Last Wednesday, Cahill, her parents Shawn and Cathy, her younger siblings and her sister’s boyfriend Keegan Parker arrived in Rome and checked into the Hotel Genova. After locking their valuables in the room’s safe, they took in the sights including Vatican City.

“It was a great day. Beautiful city,” she recalled, but everything changed on their second night there. 

After the family returned from a late-night dinner they arrived to their room and saw that the hotel safe had been ripped from the wall. It contained all of their passports, approximately 1,500 euros in cash, credit cards, a cell phone and a purse.

“My brother’s suitcase was missing. It’d been emptied and they (the thief) put the safe in there, we think,” Cahill said, adding that the adjacent room had been forcibly broken into as well.

The family quickly called the police and also phoned the emergency hotline at the Canadian Embassy in Rome.

“But they couldn’t do anything until the weekend was over,” Cahill said they were told. “We felt a little lost because that’s who’re supposed to turn to. It was unsettling.”

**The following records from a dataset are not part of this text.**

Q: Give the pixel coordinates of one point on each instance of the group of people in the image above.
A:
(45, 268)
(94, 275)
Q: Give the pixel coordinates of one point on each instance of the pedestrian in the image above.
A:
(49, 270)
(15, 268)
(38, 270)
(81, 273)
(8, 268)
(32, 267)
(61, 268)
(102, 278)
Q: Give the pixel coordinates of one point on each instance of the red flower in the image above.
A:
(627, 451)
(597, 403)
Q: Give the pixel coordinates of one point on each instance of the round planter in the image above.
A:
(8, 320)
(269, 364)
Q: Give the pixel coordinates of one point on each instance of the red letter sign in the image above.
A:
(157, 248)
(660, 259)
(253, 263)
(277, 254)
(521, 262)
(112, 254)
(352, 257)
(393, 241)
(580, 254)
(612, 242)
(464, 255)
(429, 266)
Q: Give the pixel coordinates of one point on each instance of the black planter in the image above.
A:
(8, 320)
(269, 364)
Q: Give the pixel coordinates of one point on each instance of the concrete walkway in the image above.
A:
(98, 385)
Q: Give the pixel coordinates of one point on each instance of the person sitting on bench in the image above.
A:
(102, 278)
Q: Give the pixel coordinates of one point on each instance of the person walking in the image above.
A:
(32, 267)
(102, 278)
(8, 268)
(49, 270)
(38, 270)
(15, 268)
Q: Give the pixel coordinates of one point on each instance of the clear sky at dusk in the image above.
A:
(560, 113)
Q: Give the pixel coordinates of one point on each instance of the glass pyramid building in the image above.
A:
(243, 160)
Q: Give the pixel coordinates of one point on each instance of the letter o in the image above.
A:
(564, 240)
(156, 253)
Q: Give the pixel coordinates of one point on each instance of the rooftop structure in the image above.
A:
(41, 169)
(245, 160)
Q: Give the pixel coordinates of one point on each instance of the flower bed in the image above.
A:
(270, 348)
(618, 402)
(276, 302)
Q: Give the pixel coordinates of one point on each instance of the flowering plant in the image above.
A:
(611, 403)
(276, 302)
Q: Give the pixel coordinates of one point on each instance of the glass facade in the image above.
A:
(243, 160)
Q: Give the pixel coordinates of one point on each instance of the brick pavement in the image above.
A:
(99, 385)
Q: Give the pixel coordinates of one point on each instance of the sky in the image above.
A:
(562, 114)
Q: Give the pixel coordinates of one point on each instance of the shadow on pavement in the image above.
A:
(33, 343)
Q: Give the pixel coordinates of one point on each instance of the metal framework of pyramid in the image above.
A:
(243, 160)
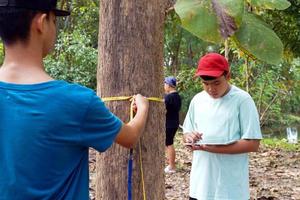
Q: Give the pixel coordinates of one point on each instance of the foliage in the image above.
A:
(256, 39)
(286, 24)
(216, 21)
(74, 59)
(75, 55)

Once Rome police arrived, Cahill said officers surveyed the room but didn’t appear to be taking notes. Her parents and Keegan ended up staying six hours at a police station where “not a lot was accomplished,” Cahill said, which could have been partially blamed on the “language barrier.”

To make matters worse, without passports, the family couldn’t board a cruise ship which they’d been scheduled to take on Sunday.

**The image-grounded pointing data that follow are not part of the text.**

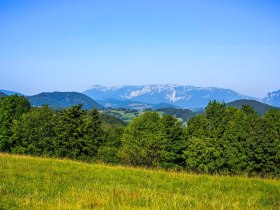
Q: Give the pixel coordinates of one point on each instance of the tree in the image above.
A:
(71, 127)
(11, 108)
(34, 133)
(172, 155)
(143, 140)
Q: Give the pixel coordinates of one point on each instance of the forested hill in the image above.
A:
(259, 107)
(61, 100)
(2, 95)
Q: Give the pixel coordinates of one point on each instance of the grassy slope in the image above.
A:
(39, 183)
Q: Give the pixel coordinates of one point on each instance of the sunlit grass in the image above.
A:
(41, 183)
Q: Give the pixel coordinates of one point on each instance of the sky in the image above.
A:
(50, 45)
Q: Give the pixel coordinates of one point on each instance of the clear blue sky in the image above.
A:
(48, 45)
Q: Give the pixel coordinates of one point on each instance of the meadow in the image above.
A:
(44, 183)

Despite repeated requests, Royal Caribbean International employees told them that the company would not offer any refund nor any rescheduling, Cahill said.

“There were no exceptions. It’s part of their policy,” Cahill said she was told regarding non-refundable tickets.

Out of desperation, they asked family in Canada to reach out to their Member of Parliament, Mark Gerretsen.

He told CTVNews.ca over the phone he’d heard about their plight through social media and helped the family get in touch with officials at the Canadian Embassy in Rome.

"Our main concern is our constituents and their safety abroad,” he said, adding that the first step in cases like these is to inform Global Affairs Canada.

On Monday, the family eventually met with Canada’s Ambassador to Italy, Alexandra Bugailiskis, who put them in touch with legal counsel. Cahill said Bugailiskis has been working to supply the family with emergency documentation so they can return home.

“They were very helpful but that’s the type of help we needed two days before,” Cahill said.

In the meantime, Cahill said her family is just going to have to make do staying in Rome, with the credit cards they have on hand, until they have a way to get home.